19.3.01: Zürich hat seit der Schließung des Bahnhofareals Letten am 14./15.2.95 für Drogenkonsumenten an Anziehungskraft eingebüßt. Strikte Polizeikontrollen und die konsequente Heimschaffung von auswärtigen Süchtigen durch das Rückführungszentrum vergällen Süchtigen den Konsum von Drogen in der Stadt. Um Auswärtige nicht wieder anzulocken, stehen viele städtische Hilfsangebote nur Einwohnern von Zürich offen.


Einweisungen VRZ total ca.
Drogenkonsumenten aus der Stadt Zürich
1994
3'000
25%
1995
6'500
44%
1996
4'500
51%
1997
4'000
55%
1998
2'800
56%
1999
2'200
56%
2000
1'700
55%

14.6.01: Die Legislative der Stadt Bern bewilligt mit 58 Ja- gegen 9 Nein-Stimmen (der SVP) den Sanierungs­kredit von Fr. 950'000.- für die zweite Anlaufstelle mit Injektionsraum. Der Rückweisungsantrag der SVP-Frak­tion war chancenlos geblieben.

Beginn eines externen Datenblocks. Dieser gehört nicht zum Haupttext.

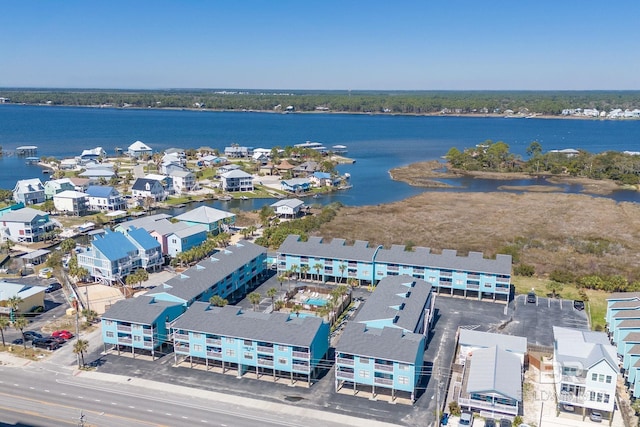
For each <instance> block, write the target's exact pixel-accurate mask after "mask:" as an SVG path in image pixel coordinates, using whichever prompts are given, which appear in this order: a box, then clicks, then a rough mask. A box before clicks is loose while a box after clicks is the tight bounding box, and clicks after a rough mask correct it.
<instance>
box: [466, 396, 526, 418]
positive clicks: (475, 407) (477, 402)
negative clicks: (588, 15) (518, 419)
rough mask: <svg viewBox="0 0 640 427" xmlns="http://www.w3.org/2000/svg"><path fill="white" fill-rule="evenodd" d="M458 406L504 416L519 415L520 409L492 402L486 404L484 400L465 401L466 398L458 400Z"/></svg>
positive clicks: (516, 407)
mask: <svg viewBox="0 0 640 427" xmlns="http://www.w3.org/2000/svg"><path fill="white" fill-rule="evenodd" d="M458 404H459V405H460V406H463V407H465V406H471V407H472V408H476V409H480V410H484V411H491V412H500V413H503V414H510V415H518V407H517V406H511V405H503V404H502V403H495V404H493V403H491V402H485V401H483V400H474V399H464V398H459V399H458Z"/></svg>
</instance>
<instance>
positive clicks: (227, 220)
mask: <svg viewBox="0 0 640 427" xmlns="http://www.w3.org/2000/svg"><path fill="white" fill-rule="evenodd" d="M175 219H177V220H178V221H180V222H184V223H187V224H188V225H190V226H192V225H197V224H202V225H205V226H206V227H207V230H208V231H209V232H211V233H213V234H219V233H222V232H227V231H229V226H230V225H231V224H234V223H235V222H236V215H235V214H232V213H231V212H226V211H222V210H220V209H215V208H211V207H209V206H199V207H197V208H195V209H192V210H190V211H187V212H185V213H183V214H180V215H178V216H176V217H175Z"/></svg>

05.09.01: Der Zürcher Stadtrat paßt seine Drogenpolitik in diesem Herbst den veränderten Konsumverhalten an: In zwei Gassenzimmern werden Räume eingerichtet, in denen Drogensüchtige Heroin, Freebase, Kokain und Crack auch rauchen oder schnupfen können, und an Technopartys werden Pillentests angeboten. Diese Pilotversuche laufen bis nächsten Frühling. Dann wird entschieden, ob diese Maßnahmen weitergeführt wer­den. Der intravenöse Drogenkonsum sei übrigens im Abnehmen begriffen.

2.12.01: Die Stimmenden der Stadt Schaffhausen haben bei einer Stimmbeteiligung von 59% mit 6'301 Ja gegen 5'489 Nein ein Projekt zur ärztlich kontrollierten Heroinverschreibung genehmigt. Es wird mit jährlichen Kosten von rund 250'000 Franken gerechnet.






[1] Der Autor ist unter anderem wissenschaftlicher Sekretär der KDS und des NDA
[2] Finanzintermediäre sind die Banken, die Fondsleitungen, die Versicherungseinrichtungen, die Effektenhändler und auch Personen, die berufsmässig fremde Vermögenswerte annehmen, aufbewahren oder helfen, sie anzulegen oder zu übertragen.